Location: Forage-animal Production ResearchTitle: Bimolecular fluorescence complementation studies support an in vivo interaction between the F-BOX protein COLD TEMPERATURE GERMINATING10 and PHYTOCHROME INTERACTING FACTOR1 Author
Submitted to: Plant Biology Annual Meeting
Publication Type: Abstract Only
Publication Acceptance Date: 5/26/2011
Publication Date: 6/22/2011
Citation: Kumar, S., Nayak, N., Martin, K., Schafermeyer, K., Lloyd, T., Dinkins, R.D., Goodin, M., Downie, A.B. 2011. Bimolecular fluorescence complementation studies support an in vivo interaction between the F-BOX protein COLD TEMPERATURE GERMINATING10 and PHYTOCHROME INTERACTING FACTOR1. Plant Biology Annual Meeting. ICAR 2011; University of Wisconsin-Madison. Abstract #511. Interpretive Summary:
Technical Abstract: The Arabidopsis thaliana F-BOX protein COLD TEMPERATURE GERMINATING10 (CTG10) was identified from an activation tagged mutant screen as causing seeds to complete germination faster than wild type at 10°C when its expression is increased (Salaita et al. 2005. J. Exp. Bot. 56: 2059). Our unpublished data suggest its role in germination is affected by light.
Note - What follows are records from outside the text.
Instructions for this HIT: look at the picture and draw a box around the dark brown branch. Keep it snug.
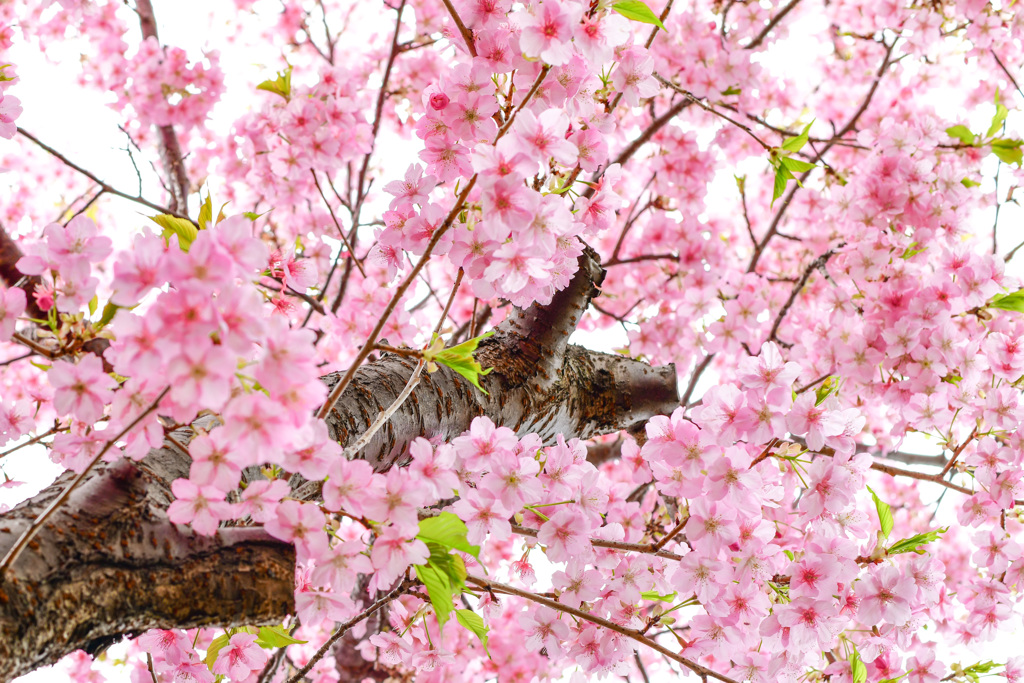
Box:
[744,0,800,50]
[135,0,190,215]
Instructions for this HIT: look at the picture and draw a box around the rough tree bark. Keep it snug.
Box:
[0,246,678,681]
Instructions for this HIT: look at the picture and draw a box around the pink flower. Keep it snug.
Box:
[786,391,846,452]
[452,417,518,470]
[167,339,237,419]
[212,633,270,681]
[519,605,569,655]
[611,47,658,106]
[857,566,916,627]
[324,458,383,516]
[263,501,328,558]
[537,508,593,562]
[46,353,118,424]
[0,92,23,140]
[512,109,579,167]
[370,526,430,586]
[167,479,231,536]
[409,437,459,500]
[111,232,166,306]
[384,163,436,211]
[236,479,292,522]
[517,0,583,66]
[452,488,512,545]
[0,285,26,341]
[188,431,238,492]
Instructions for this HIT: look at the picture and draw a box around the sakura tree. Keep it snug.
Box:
[0,0,1024,683]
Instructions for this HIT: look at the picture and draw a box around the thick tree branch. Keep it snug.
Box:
[0,245,678,680]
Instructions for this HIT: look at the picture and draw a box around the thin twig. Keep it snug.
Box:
[309,169,367,276]
[0,386,171,575]
[441,0,476,57]
[743,0,800,50]
[468,574,737,683]
[288,580,412,683]
[511,524,683,560]
[17,128,181,219]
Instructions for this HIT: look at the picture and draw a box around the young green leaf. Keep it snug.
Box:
[203,633,230,670]
[946,125,975,144]
[769,166,794,206]
[778,157,815,173]
[150,213,199,252]
[198,195,213,230]
[413,557,454,629]
[782,121,814,152]
[256,67,292,99]
[867,486,893,539]
[256,626,306,649]
[423,332,495,395]
[455,609,490,656]
[988,290,1024,313]
[611,0,669,33]
[848,649,867,683]
[886,526,949,555]
[416,512,480,559]
[640,591,679,602]
[992,137,1024,166]
[985,102,1010,137]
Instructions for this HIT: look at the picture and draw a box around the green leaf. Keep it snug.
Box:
[814,375,839,405]
[416,512,480,559]
[256,626,307,650]
[640,591,679,602]
[992,137,1024,166]
[769,166,793,207]
[988,290,1024,313]
[985,101,1010,137]
[204,633,230,671]
[198,195,213,230]
[423,332,495,395]
[96,301,121,329]
[900,242,928,261]
[611,0,669,33]
[150,213,199,252]
[782,120,814,152]
[867,486,893,539]
[413,558,454,628]
[848,648,867,683]
[886,526,949,555]
[946,125,975,144]
[455,609,490,656]
[256,67,292,99]
[778,157,817,173]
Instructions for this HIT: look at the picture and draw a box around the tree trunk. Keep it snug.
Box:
[0,252,678,680]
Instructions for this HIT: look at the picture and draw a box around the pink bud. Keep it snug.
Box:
[430,92,451,112]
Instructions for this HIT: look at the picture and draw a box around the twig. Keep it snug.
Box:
[768,243,846,341]
[679,353,715,408]
[0,386,171,575]
[17,128,180,218]
[743,0,800,50]
[288,580,412,683]
[309,169,367,278]
[654,72,772,152]
[468,574,737,683]
[511,524,683,560]
[441,0,476,57]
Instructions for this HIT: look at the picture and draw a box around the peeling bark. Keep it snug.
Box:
[0,252,678,680]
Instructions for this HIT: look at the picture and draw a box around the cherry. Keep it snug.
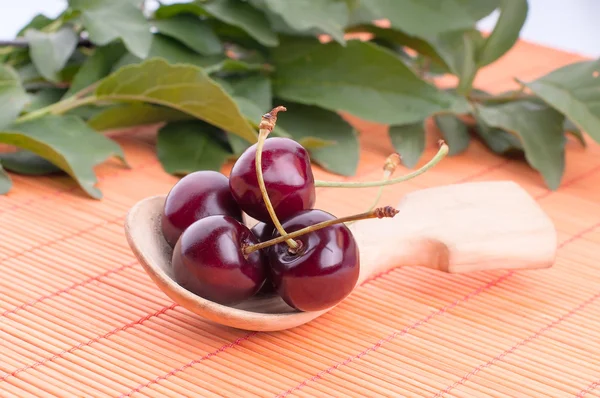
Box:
[161,170,243,247]
[229,137,316,223]
[250,222,275,295]
[250,222,275,242]
[265,209,360,311]
[172,215,267,305]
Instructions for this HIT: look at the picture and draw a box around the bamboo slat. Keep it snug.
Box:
[0,38,600,398]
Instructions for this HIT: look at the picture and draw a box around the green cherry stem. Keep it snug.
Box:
[346,153,400,225]
[369,153,400,210]
[315,141,448,188]
[254,106,298,250]
[243,206,398,255]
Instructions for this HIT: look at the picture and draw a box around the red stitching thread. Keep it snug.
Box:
[0,160,158,215]
[0,216,124,262]
[0,304,178,382]
[118,332,257,398]
[433,293,600,398]
[277,160,600,398]
[0,261,137,318]
[433,222,600,398]
[277,271,514,398]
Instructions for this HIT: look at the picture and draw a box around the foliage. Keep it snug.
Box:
[0,0,600,198]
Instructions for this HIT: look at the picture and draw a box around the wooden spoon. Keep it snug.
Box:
[125,181,557,331]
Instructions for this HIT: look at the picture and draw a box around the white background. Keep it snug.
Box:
[0,0,600,57]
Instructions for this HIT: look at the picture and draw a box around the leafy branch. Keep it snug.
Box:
[0,0,600,198]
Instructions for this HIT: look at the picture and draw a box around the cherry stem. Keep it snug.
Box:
[243,206,398,255]
[369,153,400,210]
[315,141,448,188]
[254,106,298,250]
[346,153,400,225]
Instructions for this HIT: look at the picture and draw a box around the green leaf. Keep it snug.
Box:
[154,2,210,19]
[262,0,349,44]
[219,74,291,138]
[478,101,565,190]
[26,88,65,112]
[478,0,529,66]
[433,113,471,156]
[226,133,252,159]
[524,60,600,142]
[68,0,152,58]
[204,58,271,74]
[277,100,360,176]
[361,0,476,38]
[202,0,279,47]
[17,14,54,37]
[154,14,223,55]
[0,164,12,195]
[227,74,273,113]
[347,24,449,69]
[429,29,483,95]
[274,40,457,124]
[95,58,257,142]
[0,115,125,199]
[25,27,79,82]
[388,120,425,169]
[87,103,193,131]
[475,117,523,155]
[156,120,230,175]
[112,33,224,71]
[64,42,126,98]
[563,119,587,148]
[15,63,44,84]
[0,64,29,128]
[0,150,62,175]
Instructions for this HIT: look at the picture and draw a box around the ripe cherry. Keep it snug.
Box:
[250,222,275,242]
[229,137,316,223]
[161,170,242,247]
[172,215,267,305]
[250,222,275,294]
[265,210,360,311]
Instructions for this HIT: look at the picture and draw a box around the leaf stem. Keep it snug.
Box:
[243,206,398,255]
[315,141,448,188]
[254,106,298,250]
[15,96,98,123]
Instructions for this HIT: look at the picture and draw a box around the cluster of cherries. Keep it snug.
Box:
[161,107,448,311]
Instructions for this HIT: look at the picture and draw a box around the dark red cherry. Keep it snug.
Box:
[172,215,267,305]
[250,221,275,242]
[265,210,360,311]
[162,170,242,247]
[250,222,275,295]
[229,137,316,223]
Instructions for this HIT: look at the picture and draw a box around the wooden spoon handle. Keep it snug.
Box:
[350,181,557,283]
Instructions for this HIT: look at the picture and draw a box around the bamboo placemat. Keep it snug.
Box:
[0,38,600,397]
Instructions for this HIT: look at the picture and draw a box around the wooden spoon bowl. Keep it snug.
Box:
[125,181,557,331]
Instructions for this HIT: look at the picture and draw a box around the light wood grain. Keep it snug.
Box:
[125,182,556,331]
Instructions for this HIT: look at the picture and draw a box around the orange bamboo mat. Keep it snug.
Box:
[0,38,600,397]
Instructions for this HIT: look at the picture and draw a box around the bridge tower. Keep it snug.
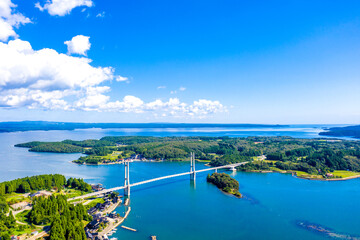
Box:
[124,161,130,197]
[190,152,196,181]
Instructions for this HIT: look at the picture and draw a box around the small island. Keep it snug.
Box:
[15,136,360,180]
[206,173,242,198]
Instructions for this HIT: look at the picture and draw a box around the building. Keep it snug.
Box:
[10,201,31,210]
[30,191,52,198]
[91,183,104,192]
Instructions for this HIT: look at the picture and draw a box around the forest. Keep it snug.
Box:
[0,174,92,240]
[206,173,242,197]
[0,174,91,195]
[28,195,92,240]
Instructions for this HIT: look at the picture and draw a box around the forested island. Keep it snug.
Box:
[16,136,360,179]
[0,174,92,240]
[319,125,360,138]
[206,173,242,198]
[0,121,288,132]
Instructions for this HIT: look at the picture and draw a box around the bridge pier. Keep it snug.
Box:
[124,161,130,197]
[190,153,196,181]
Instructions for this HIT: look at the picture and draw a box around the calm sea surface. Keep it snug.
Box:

There is substantial in vitro and circumstantial evidence of CTG10s interaction with the bHLH transcription factor PHYTOCHROME INTERACTING FACTOR1 (PIF1) known to be a negative regulator of germination in darkness. To further test our hypothesis we have used a technique called Bimolecular Fluorescence Complementation (BiFC). Transient expression of CTG10 fused with the amino-terminal portion of the eYFP reporter (CTG10:Y) and PIF1 fused to the carboxy-terminal moiety (PIF1:FP) led to YFP fluorescence in the nucleus of Nicotiana tobaccum cells 24 hours following bombardment with nano-gold particles carrying these two plasmids. The development of fluorescence due to protein:protein interaction between CTG10:Y and PIF1:FP was similar to that of two nuclear localized and interacting proteins of the nucleorhabdovirus, Sonchus Yellow Net Virus (SYNV): the phosphoprotein (P), and the HLH-containing nucleocapsid protein (N) (Deng et al. 2007. J. Virology 81: 5362). Negative controls included CTG10:Y or PIF1:FP alone, the two viral proteins alone, CTG10:Y+SYNV-N:FP, and SYNV-P:Y:PIF1:FP. Cells receiving nanogold and their transcriptional/translational capacity was confirmed by including a plasmid constitutively expressing nuclear localized DsRED or the tubulin-targeting MICROTUBULE ASSOCIATED PROTEIN65-1 (MAP65-1:DsRED) on the particles for each bombardment.